So I have a moderately complex set of requirements for my worker processes. I want to use a the master slave topology, and a nondefault working directory. I also want to mix both local and remote workers.
As far as I can tell from readying the --machine-file
section of the documentation.
It will not let me do that.
So I am looking at the -L <file
parameter
>julia -h
...
-L, --load Load immediately on all processors
...
So if I do not use the -p
or --machine-file` flags, then there is initially only one processer so the all processors just mean on the only processor.
So I tried this out
addprocs([
("cluster_c4_1",:auto),
("cluster_c4_2",:auto)
],
dir="/mnt/",
topology=:master_slave
)
addprocs(
dir="/mnt/",
topology=:master_slave
)
println("*************")
println(workers())
println("-------------")
>julia -L start_workers.jl pl.jl
*************
[2,3,4,5,6,7,8,9,10,11,12,13,14,15,16,17,18,19,20,21]
-------------
So it looks all good, got my 20 workers.
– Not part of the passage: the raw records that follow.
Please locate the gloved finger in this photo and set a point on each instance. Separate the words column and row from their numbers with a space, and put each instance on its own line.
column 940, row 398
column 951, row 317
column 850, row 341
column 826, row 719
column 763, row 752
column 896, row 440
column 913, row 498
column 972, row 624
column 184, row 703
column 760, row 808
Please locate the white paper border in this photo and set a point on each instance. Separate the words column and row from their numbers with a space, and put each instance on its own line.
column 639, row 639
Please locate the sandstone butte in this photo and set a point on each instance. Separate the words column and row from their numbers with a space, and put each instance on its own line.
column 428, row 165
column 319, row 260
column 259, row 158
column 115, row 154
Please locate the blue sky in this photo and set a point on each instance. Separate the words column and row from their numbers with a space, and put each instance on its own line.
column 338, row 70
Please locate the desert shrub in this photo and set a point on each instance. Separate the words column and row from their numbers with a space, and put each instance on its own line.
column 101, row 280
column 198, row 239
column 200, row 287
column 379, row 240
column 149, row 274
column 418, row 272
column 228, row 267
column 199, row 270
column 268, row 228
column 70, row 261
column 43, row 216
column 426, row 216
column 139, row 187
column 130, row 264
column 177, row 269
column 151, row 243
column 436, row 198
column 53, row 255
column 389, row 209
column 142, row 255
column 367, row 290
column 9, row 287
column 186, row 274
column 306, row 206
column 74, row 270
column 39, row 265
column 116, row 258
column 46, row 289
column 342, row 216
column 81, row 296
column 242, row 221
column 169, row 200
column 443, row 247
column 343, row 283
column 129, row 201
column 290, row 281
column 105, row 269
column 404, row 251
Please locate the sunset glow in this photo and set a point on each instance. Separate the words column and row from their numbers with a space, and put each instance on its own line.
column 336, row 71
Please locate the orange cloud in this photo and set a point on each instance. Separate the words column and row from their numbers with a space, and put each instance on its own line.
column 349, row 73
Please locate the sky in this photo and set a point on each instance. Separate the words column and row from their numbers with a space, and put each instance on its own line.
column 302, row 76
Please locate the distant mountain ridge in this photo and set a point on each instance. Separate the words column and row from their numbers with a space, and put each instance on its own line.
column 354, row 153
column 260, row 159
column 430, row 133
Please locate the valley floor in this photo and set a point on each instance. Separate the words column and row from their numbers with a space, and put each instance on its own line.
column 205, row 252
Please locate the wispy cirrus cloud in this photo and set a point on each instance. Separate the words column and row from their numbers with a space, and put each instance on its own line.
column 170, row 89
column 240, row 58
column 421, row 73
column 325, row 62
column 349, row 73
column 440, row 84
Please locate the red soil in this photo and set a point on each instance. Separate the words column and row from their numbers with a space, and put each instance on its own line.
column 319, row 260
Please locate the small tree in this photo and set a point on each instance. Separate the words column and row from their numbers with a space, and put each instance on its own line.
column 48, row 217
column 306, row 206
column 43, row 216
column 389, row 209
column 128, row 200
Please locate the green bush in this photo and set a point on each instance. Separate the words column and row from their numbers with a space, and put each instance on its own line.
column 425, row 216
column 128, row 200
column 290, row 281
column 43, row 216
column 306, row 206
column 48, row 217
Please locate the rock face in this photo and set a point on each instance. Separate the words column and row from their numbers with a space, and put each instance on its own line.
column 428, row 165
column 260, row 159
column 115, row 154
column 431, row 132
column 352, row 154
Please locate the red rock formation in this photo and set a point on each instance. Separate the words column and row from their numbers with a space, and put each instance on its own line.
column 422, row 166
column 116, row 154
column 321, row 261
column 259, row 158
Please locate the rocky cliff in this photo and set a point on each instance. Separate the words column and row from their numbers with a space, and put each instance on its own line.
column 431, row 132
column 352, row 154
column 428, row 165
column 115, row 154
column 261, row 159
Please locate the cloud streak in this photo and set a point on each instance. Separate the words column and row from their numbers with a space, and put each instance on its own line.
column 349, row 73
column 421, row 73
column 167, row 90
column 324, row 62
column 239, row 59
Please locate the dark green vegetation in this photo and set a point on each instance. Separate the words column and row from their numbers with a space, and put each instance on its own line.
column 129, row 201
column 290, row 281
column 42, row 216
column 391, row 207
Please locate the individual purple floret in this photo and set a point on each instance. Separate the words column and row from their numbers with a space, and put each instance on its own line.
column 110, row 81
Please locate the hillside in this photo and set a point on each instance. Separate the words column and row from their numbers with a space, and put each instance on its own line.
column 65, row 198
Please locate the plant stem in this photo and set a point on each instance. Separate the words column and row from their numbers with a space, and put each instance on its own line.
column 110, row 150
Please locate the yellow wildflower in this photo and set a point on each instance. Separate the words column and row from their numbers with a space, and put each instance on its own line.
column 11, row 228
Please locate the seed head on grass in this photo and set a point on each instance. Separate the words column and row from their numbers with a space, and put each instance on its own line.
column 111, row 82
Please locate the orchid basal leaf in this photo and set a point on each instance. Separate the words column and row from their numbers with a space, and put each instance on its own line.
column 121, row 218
Have I done anything unreasonable? Is this the best way?
That's exactly how I'm deploying it on a HPC cluster under Torque scheduler. In fact I'm in the process of re-writing the the cluster manager to support more options when adding processes through the Torque scheduling systems in particular, so I've spent quite a bit of time looking into this.
You might also want to be aware there are various ClusterManagers, Pkg.add("ClusterManagers")
that extend the ability of addprocs under a variety of environments, such as when you need to request the resources from a scheduler. It looks like passwordless ssh is possible for you, so the default cluster manager is sufficient in your case.
I don't believe there is any way of defining the extra topology and directory parameters on the command line, so your approach is correct.